La prise en main par l’État du système est confirmée, prolongement logique d’une note de cadrage contrainte qui a rendu impossible la convergence des partenaires sociaux lors de la négociation.

Sans surprise, la recherche des économies de 3,4 milliards d’euros se fera sur le dos des demandeurs d’emploi et notamment les plus précaires.

Pour l’UNSA, prétexter une conjoncture économique soi-disant plus favorable, ce qui reste à confirmer, et que des offres d’emploi ne sont pas pourvues, pour réduire les droits des demandeurs d’emploi, est un raccourci trop simpliste et inquiétant pour les actifs et ne justifie en rien le durcissement des règles d’indemnisation.

Concernant la mise en place d’un bonus-malus, engagement fort du Président Macron, l’UNSA déplore que seuls 7 secteurs soient concernés alors que l’abus des contrats courts impacte davantage d’entreprises. De plus, le taux de cotisation maximale de 5% de la masse salariale annoncé pour le malus et la contribution forfaitaire de 10 euros pour les CDD d’usage ne devraient avoir que peu d’impact sur le comportement des employeurs.

Pour l’UNSA, ces mesures ne sont pas à la hauteur des enjeux….

En outre, la stigmatisation par le gouvernement des demandeurs d’emploi qui enchaînent des contrats courts et en « tireraient profits » dédouane encore la responsabilité des entreprises qui en font un mode de gestion financière au détriment des comptes de l’UNEDIC.
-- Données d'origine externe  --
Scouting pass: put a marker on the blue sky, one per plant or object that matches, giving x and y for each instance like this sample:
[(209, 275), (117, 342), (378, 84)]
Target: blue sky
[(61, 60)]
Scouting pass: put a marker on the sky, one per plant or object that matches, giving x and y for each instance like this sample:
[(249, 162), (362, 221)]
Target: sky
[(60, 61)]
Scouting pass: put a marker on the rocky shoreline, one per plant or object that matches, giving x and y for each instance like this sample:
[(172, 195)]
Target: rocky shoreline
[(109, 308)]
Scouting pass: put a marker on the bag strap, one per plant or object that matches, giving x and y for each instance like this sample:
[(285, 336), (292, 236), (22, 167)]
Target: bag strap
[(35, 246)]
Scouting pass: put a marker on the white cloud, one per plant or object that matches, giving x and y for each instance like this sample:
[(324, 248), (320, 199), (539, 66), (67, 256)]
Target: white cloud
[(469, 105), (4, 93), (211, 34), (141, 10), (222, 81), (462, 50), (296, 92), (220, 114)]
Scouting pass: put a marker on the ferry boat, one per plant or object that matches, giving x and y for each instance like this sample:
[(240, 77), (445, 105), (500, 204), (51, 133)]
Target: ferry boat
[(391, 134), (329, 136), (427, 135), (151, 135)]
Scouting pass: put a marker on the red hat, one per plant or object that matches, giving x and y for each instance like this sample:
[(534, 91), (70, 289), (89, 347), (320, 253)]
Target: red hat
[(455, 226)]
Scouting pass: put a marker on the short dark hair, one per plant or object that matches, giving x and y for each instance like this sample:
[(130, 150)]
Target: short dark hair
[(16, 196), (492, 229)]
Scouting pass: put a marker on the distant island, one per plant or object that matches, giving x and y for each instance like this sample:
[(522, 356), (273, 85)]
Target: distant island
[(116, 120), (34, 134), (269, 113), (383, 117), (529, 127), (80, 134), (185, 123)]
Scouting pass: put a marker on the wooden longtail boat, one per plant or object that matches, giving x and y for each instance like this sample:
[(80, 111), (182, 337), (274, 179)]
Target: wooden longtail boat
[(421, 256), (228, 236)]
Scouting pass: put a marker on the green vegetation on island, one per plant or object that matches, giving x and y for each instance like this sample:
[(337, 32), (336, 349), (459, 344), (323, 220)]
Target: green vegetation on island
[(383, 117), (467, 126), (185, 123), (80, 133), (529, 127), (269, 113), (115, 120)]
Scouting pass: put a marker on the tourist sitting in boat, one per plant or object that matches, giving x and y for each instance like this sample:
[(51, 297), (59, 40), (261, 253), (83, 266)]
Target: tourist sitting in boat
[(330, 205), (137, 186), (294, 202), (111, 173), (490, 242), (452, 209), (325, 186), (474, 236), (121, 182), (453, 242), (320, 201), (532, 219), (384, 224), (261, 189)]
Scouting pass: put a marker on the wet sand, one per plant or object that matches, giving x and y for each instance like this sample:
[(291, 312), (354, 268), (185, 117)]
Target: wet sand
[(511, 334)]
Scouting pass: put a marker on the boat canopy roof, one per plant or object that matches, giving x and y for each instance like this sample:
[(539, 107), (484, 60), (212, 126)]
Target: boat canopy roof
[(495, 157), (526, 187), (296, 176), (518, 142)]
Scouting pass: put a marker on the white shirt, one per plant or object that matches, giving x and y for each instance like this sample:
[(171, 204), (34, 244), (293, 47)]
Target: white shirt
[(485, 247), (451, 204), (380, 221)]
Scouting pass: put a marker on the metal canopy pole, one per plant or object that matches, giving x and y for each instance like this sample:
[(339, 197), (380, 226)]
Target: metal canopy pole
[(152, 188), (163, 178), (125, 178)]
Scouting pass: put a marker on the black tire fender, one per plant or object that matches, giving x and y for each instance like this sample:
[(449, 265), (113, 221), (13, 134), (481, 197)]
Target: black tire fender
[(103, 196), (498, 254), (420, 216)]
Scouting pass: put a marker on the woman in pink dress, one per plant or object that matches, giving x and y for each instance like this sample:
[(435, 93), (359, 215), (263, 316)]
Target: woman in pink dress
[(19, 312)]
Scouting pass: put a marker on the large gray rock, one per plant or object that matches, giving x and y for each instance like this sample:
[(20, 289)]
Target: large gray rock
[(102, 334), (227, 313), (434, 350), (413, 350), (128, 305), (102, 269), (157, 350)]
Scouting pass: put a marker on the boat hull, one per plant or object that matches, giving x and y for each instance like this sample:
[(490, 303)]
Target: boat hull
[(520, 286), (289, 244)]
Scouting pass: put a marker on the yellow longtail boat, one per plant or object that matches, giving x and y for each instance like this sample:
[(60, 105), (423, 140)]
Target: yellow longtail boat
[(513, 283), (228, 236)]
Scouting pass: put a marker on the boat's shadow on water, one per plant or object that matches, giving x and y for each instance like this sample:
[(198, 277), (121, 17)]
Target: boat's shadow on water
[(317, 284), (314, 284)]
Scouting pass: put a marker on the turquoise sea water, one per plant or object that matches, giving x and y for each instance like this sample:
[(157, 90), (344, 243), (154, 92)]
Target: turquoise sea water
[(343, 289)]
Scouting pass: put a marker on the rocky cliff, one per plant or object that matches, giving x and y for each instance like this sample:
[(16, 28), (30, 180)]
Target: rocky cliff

- La mesure de dégressivité de l’indemnisation pour les revenus supérieurs à 4500 euros bruts, qui pour l’UNSA n’est qu’une mesure d’ajustement budgétaire, peut marquer la première étape d’une remise en cause du caractère assurantiel et universel de notre système.

Quant à la promesse d’accompagnement renforcée des demandeurs d’emploi, l’UNSA attend des engagements de moyens et de ressources précis. A cet égard, le recours à des opérateurs spécialisés devra être encadré avec les mêmes exigences de résultats que Pôle emploi.